2

I have a CSV file that has a column ID and Name. For example:

ID| Name   
1 | ['John Mark']

What I want to happen is to remove the [''] from the name. I tried using str.strip but it only removes the brackets.

I'm only a beginner so sorry.

prp
  • 914
  • 1
  • 9
  • 24
  • if the `Name` col has only 1 value in the list, you can use `df['Name']=df['Name'].str[0]` – anky Dec 14 '19 at 15:33
  • The Name became [ –  Dec 14 '19 at 15:39
  • okay, this means it is not a valid list? its just a string representation of a list, can you try `df['Name'].apply(ast.literal_eval).str[0]` make sure you import the ast module first by `import ast` – anky Dec 14 '19 at 15:40
  • There is still [''] –  Dec 14 '19 at 15:43
  • sure, I will open the question if you can please create a code to reconstruct the dataframe my be `df.head().to_dict()` would help – anky Dec 14 '19 at 15:45
  • 2
    @anky_91 posted a solution that works for the _one example_ you have in your question.

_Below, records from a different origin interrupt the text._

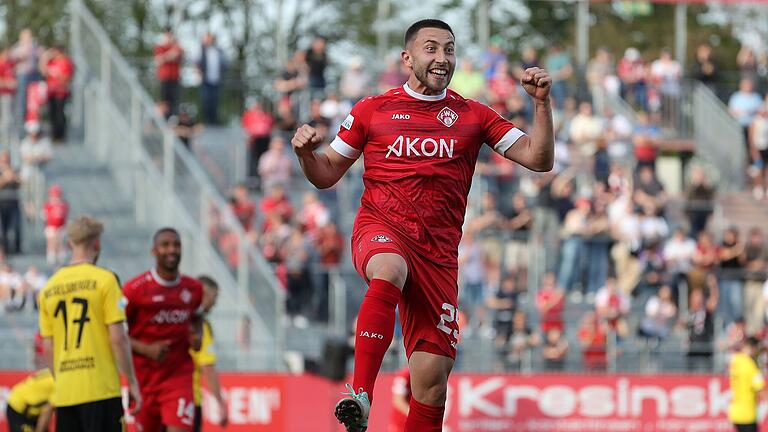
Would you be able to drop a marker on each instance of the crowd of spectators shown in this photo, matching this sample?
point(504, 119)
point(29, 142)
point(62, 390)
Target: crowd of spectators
point(35, 86)
point(624, 256)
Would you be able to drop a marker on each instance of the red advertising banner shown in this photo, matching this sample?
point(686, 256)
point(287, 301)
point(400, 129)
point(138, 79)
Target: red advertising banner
point(495, 403)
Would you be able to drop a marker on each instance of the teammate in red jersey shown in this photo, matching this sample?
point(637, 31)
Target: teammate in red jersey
point(420, 143)
point(163, 324)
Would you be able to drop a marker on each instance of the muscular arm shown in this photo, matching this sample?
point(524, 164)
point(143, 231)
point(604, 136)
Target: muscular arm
point(537, 151)
point(322, 169)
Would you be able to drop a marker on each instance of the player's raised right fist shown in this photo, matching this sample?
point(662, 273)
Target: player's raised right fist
point(306, 139)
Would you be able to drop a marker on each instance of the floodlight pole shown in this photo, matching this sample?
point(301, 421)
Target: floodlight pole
point(582, 33)
point(681, 33)
point(483, 24)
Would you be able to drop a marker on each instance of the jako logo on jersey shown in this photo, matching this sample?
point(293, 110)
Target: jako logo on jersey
point(372, 335)
point(173, 316)
point(381, 238)
point(186, 296)
point(419, 146)
point(447, 116)
point(347, 123)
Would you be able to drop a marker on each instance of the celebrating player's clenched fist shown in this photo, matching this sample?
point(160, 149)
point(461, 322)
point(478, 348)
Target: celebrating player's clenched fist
point(306, 139)
point(537, 83)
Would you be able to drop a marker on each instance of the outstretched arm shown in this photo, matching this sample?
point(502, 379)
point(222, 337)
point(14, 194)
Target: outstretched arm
point(323, 169)
point(537, 151)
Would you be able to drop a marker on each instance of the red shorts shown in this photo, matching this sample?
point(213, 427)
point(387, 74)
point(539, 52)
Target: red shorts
point(171, 405)
point(429, 304)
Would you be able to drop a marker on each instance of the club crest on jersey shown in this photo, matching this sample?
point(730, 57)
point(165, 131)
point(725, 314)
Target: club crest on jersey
point(447, 116)
point(185, 295)
point(381, 238)
point(347, 123)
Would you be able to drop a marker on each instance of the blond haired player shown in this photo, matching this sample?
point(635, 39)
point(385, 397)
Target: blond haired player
point(205, 358)
point(82, 323)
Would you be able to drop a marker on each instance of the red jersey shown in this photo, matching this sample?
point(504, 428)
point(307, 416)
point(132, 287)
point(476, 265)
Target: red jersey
point(168, 70)
point(553, 318)
point(59, 75)
point(161, 310)
point(7, 76)
point(401, 386)
point(420, 153)
point(55, 213)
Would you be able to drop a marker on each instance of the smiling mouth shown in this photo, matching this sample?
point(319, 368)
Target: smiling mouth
point(440, 73)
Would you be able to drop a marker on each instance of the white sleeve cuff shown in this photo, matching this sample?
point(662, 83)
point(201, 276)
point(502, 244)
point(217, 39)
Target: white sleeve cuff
point(508, 140)
point(344, 149)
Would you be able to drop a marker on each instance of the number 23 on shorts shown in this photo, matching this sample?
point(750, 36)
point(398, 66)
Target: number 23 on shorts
point(451, 315)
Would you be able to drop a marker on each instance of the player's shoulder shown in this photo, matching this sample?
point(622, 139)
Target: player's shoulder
point(138, 281)
point(369, 104)
point(187, 280)
point(190, 282)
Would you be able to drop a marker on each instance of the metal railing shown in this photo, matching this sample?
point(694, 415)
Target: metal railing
point(122, 128)
point(719, 138)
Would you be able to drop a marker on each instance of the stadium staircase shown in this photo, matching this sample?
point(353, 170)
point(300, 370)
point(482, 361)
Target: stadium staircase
point(129, 168)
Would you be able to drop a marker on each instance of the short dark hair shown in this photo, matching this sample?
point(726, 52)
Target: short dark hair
point(208, 282)
point(425, 23)
point(162, 231)
point(752, 342)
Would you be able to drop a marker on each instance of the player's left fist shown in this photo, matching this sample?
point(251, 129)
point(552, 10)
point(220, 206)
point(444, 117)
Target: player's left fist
point(537, 83)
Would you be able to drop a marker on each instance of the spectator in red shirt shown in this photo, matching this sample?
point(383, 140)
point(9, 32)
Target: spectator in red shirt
point(58, 70)
point(257, 125)
point(168, 58)
point(313, 215)
point(550, 302)
point(593, 338)
point(7, 90)
point(612, 307)
point(243, 207)
point(55, 212)
point(329, 245)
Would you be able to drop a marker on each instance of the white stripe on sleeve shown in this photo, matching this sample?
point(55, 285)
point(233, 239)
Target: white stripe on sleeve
point(508, 140)
point(344, 149)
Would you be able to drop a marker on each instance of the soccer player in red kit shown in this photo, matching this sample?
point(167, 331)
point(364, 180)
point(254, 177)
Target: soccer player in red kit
point(401, 399)
point(163, 324)
point(420, 143)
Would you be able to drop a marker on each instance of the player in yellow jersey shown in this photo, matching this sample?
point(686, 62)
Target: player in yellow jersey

For us to help, we may need some more examples, or a small line of code that can generate the dataframe for us – artemis Dec 14 '19 at 15:47
  • aa = df.loc[df['Id'] == Id]['Name'].values tt = str(Id)+"-"+aa –  Dec 14 '19 at 15:52
  • it's for a face recognition when matching the face to the database –  Dec 14 '19 at 15:53

2 Answers2

3

Pandas series supports string operations. For example;

data_set['Name'] = data_set['Name'].str.replace("['", "")
data_set['Name'] = data_set['Name'].str.replace("']", "")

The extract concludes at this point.